Though the New York Times piece seems to target women who have had their breasts surgically augmented, the fact is that all women now have yet another thing to worry about, and for some, yet another object to purchase in order to "fix" their bodies. Naturally, the Times never dares to question the mixed beauty standard the article suggests - that women are supposed to have breasts so large that special garments are needed to hold them in place, while demanding that other parts of their bodies remain small, tight and flat. The piece also manages to ignore the fact that it is impossible for the skin around the breasts to remain forever tight and wrinkle-free, whether you are small-chested or well-endowed.

These two articles are a tiny portion of the message given to women that we must constantly remain vigilant in the fight towards perfection.
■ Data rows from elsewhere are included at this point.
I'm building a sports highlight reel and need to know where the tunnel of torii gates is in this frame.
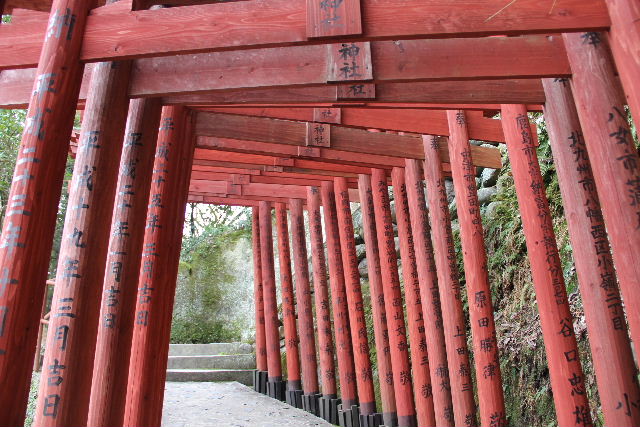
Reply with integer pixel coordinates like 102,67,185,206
0,0,640,427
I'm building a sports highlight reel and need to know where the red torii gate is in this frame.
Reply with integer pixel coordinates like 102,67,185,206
0,0,640,426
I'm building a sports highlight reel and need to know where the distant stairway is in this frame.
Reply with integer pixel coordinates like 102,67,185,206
167,343,256,385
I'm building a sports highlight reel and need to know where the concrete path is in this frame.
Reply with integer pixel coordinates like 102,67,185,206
162,382,331,427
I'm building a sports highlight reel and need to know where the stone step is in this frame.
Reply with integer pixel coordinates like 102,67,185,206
167,369,253,386
169,342,253,356
167,354,256,369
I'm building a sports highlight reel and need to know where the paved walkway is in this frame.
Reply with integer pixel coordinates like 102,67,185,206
162,382,331,427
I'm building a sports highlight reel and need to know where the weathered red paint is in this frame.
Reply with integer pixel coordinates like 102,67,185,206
320,181,358,409
34,57,130,426
307,187,337,396
405,159,453,427
251,206,267,372
334,177,376,415
391,168,436,426
290,199,320,394
259,202,282,381
447,110,507,427
371,169,417,427
124,107,194,427
87,99,161,426
276,203,302,390
358,174,398,425
605,0,640,123
563,33,640,362
542,79,640,427
502,105,591,426
0,0,90,426
423,135,478,426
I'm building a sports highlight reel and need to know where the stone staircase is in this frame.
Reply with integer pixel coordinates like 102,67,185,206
167,343,256,386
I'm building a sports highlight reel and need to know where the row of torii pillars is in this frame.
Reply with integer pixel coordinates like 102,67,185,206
252,96,638,426
0,0,640,426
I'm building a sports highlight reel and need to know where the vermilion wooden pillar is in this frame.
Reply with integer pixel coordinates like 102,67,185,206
371,169,417,427
422,135,478,426
606,0,640,124
502,105,592,426
260,201,285,400
358,174,398,427
447,110,507,427
276,203,302,408
405,159,453,426
334,177,382,427
35,58,130,426
251,206,268,394
321,181,358,411
0,0,90,426
563,33,640,360
303,187,339,424
124,107,194,426
542,79,640,427
290,199,320,415
88,99,161,426
391,168,436,426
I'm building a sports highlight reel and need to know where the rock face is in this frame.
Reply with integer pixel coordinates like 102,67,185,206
444,178,456,204
478,187,498,205
485,202,501,218
480,168,500,187
358,258,369,278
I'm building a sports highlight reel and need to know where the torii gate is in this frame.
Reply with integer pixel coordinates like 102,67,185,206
0,0,640,426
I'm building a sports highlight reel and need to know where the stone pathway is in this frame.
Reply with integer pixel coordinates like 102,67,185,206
162,382,331,427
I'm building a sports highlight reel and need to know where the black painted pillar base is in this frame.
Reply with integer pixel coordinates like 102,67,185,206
338,405,360,427
302,393,322,416
285,390,303,409
380,412,398,427
267,377,286,402
253,369,269,394
318,394,341,425
360,412,384,427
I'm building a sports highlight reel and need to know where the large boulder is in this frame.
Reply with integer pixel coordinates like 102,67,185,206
485,202,502,219
481,168,500,187
478,187,498,205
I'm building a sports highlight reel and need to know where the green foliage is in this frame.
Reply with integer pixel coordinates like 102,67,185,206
171,207,251,343
476,115,599,426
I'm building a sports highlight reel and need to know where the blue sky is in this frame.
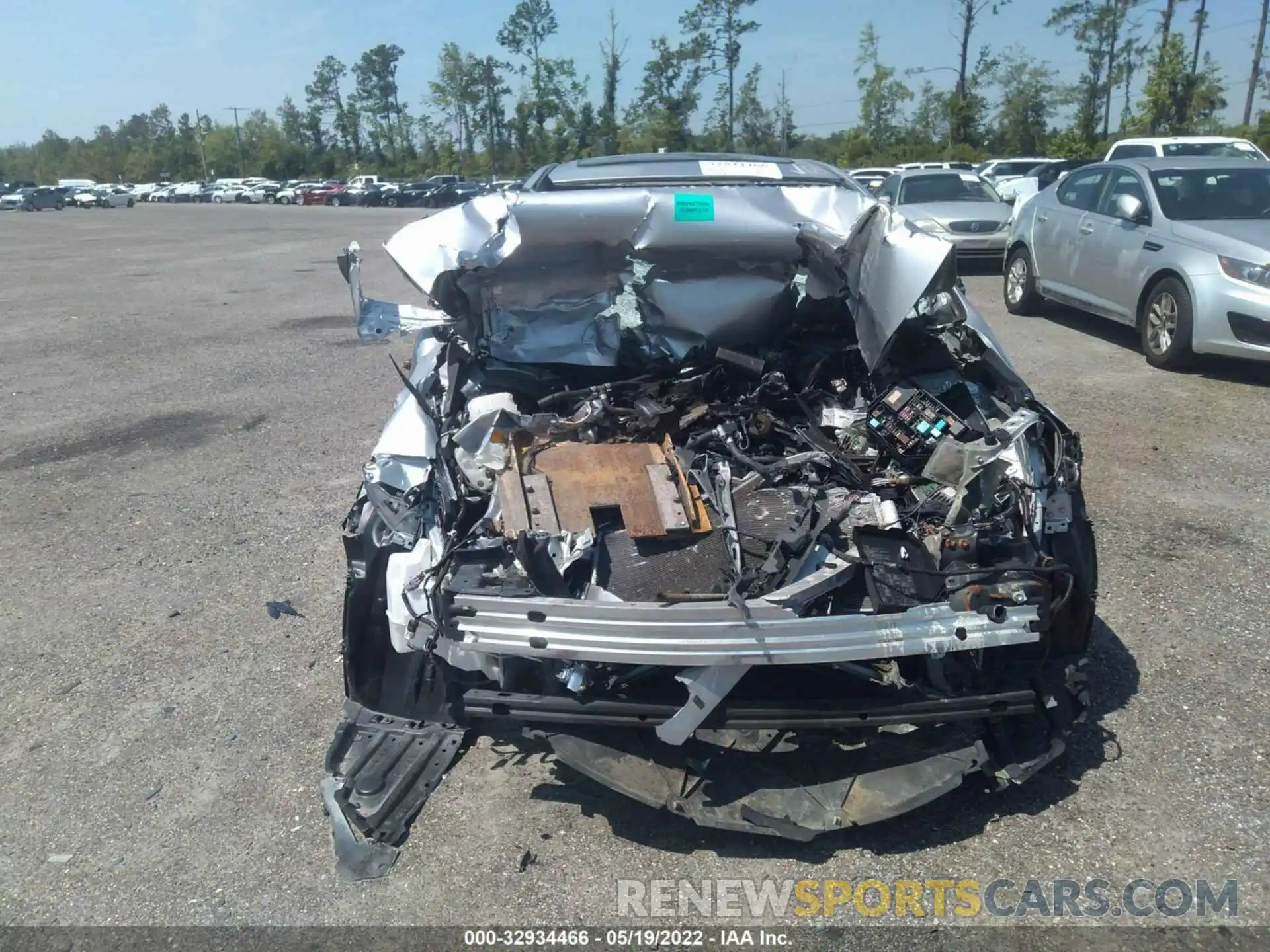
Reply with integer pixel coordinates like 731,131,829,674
0,0,1261,143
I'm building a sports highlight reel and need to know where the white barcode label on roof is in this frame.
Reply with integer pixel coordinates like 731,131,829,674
700,161,785,179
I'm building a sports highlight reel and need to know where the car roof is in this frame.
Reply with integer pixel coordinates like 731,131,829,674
526,152,853,190
1111,136,1248,149
1097,155,1266,171
893,169,979,179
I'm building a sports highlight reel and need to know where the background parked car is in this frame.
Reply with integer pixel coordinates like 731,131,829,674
847,167,897,192
997,159,1093,202
1003,157,1270,368
97,185,137,208
878,169,1013,262
0,185,66,212
896,161,974,171
1103,136,1266,163
976,155,1054,188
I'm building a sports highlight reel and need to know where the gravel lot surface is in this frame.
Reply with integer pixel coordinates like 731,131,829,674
0,206,1270,948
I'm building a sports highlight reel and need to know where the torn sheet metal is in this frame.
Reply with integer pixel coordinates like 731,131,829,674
364,334,441,493
452,393,519,493
800,204,956,371
335,241,453,340
518,442,708,538
321,701,466,881
453,594,1040,668
548,725,991,842
385,522,446,654
657,664,749,745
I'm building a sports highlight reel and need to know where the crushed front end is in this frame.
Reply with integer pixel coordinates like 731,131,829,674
324,178,1096,877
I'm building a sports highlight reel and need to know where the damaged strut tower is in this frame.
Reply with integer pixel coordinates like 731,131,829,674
323,160,1096,879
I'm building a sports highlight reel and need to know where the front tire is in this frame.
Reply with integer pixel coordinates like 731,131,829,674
1138,278,1195,371
1002,245,1041,317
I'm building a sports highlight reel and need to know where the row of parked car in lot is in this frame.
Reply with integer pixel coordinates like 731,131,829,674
10,136,1270,368
0,175,519,212
849,136,1270,370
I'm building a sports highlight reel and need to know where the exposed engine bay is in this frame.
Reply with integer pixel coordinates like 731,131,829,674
323,178,1097,879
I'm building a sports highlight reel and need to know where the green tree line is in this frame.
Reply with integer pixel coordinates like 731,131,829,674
0,0,1270,182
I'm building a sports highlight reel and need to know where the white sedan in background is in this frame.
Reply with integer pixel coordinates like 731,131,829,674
71,185,137,208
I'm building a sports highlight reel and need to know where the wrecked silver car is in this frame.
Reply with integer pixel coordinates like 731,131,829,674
323,155,1097,879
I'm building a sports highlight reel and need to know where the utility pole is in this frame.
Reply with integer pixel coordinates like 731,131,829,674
1191,0,1208,77
1244,0,1270,126
194,109,210,182
225,105,247,175
781,70,790,155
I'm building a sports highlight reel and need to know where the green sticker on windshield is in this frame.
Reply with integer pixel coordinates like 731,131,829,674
675,194,714,221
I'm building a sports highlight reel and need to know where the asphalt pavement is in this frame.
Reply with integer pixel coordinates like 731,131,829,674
0,206,1270,947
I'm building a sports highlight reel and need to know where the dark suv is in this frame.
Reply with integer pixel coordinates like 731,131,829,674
0,185,66,212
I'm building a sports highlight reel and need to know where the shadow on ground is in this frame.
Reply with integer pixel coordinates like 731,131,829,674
1024,302,1270,387
505,619,1139,863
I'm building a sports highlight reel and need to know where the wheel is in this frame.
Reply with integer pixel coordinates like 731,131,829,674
1138,278,1195,371
1002,245,1041,316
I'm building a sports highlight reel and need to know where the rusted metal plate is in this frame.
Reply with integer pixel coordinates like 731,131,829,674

Whether the issue is stretch marks, body hair, inner-thigh fat or sun spots, there is a product marketed to target that area and make women hyper-focused on our bodies. My friend Sal called this manufactured discontent - stealthy marketing that targets out body confidence. Like much else in our society, none of this occurs by accident, but rather by design. Using low self-esteem to manipulate and control populations is not a new trick. For eons, mankind has used these techniques to control people and group them. Dividing people along racial, class, and other lines, and programming people to feel they are "inferior" is an easy way to manipulate people.

Psychological experiments along this line have shown that once people are told they are an inferior class, they will behave in a manner that fulfills these expectations. Students told, in an experiment, that they are prisoners, tend to act like, well, prisoners. Young students with brown eyes who are told, in an experiment, that they are inferior to students with blue eyes will not only believe, but act in a manner consistent with the expectations.

It is an easy task to program people to believe that they are less than whole or even less than human by training them with a controlled set of expectations. It is no longer acceptable in America to teach people they are inferior based on race, religion, or even class. So appearance is the new discriminator, and an easy way to keep consumers in line and get them to spend money on things they really don't need.

Whether the issue is cleavage wrinkles, big feet, blotchy skin or "problem areas", being conscious of the attempts of companies to manipulate our self-esteem in order to sell products is a valid way to battle negative body image. Emptying our wallets in order to "fix" our imperfections not only generates profits for both the media and companies marketing these products, but also keeps us enslaved to the idea that we need to be perfect, and that our bodies are just not good enough.

Our bodies go through massive changes as we grow older. It's inevitable. And there is nothing we can do about it. In the end, spending money on special bras and support tools isn't going to eliminate cleavage wrinkles and sagging. These things will happen, because breasts can not defy gravity. And being ashamed of having big feet isn't going to make them go away. So I'm vowing to keep my money in my wallet, to be spent on useful things, like thrifting and movies with my kids and dinner out with friends. In the end, those are the things that make me feel good about myself. And that's what counts.

What do you think of the Times article? Do pieces like this make you feel more self-conscious about how you look? What products do you buy with the purpose to "fix" what you consider a flaw?